As we’ve found out in the years since then, though, Uranus may be the most fascinating and mysterious planet in the Solar System. For starters, its spinning axis is almost-completely perpendicular to its axis around the Sun, which means that it’s revolving sideways. We’re not sure why that is, though some scientists think that it’s a result of its collision with a large body during the early years of the Solar System.
More curiously, Uranus’s atmosphere is unlike any other planet’s we’ve observed in the Solar System. In its lower, denser regions, temperatures can dip as low as -370 degrees Fahrenheit, which should ideally move up to about -100 Fahrenheit in the upper reaches. According to readings taken by the Voyager crafts in the 1980s, though, Uranus’s outermost atmosphere can get as hot as 1,300 degrees Fahrenheit.
This dramatic shift has perplexed astronomers and physicists ever since. Because of its distance, no part of Uranus should get even close to as hot as that, and it’s clear that it’s caused by something happening within its atmosphere. What that is, however, is anyone’s guess, as we’ve never observed such a weather phenomenon anywhere else in the Solar System.
2. Planet 9
The region beyond the orbit of Pluto until the boundary of the Oort cloud is sparsely-lit and mind-bogglingly vast, making it impossible for even our best equipment to scout it. That begs the question: are there other large bodies – possibly even planets – hiding in the darkness that we’ve just never seen?
If a study from 2016 published in The Astronomy Journal is to be believed, the answer is a definitive ‘yes’. Researchers studied various known Kuiper belt objects and found that six of them were going around the Sun in weird, abnormal orbits. The distortion was towards the same side in all six cases, too, which suggests that they’re being pulled by the same large object.
According to their calculations, this body is about ten times larger than Earth, even if we’ve never directly photographed or even observed it. Since then, we’ve found at least thirteen more Kuiper belt objects with similarly-distorted orbits.
1. The Moon
The moon is our nearest and most familiar neighbor in this vast, cold expanse called space, though till now, we have no clue about where it came from. Scientists just can’t agree on a single unified theory on the true origins of the moon, and it seems that every new study on the topic raises more questions than it answers.
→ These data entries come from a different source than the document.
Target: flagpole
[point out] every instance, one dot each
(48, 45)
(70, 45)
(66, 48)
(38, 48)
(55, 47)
The prevailing theory is known as the Giant Impact Hypothesis, which states that the moon was formed as a result of a collision between a young Earth and a Mars-sized planet called Theia. The debris from the collision came together over millions of years to give birth to the moon, which could explain its unusually large size.
If that were true, though, the moon would be completely made out of material from Theia. Samples brought from the various Apollo missions directly contradict that, however, as the moon has since been found to be almost identical in composition to Earth, especially its mantle. While it rules out the giant-impact theory, it does seem to suggest the moon and Earth formed in the same region of the Solar system, likely during its early, tumultuous years.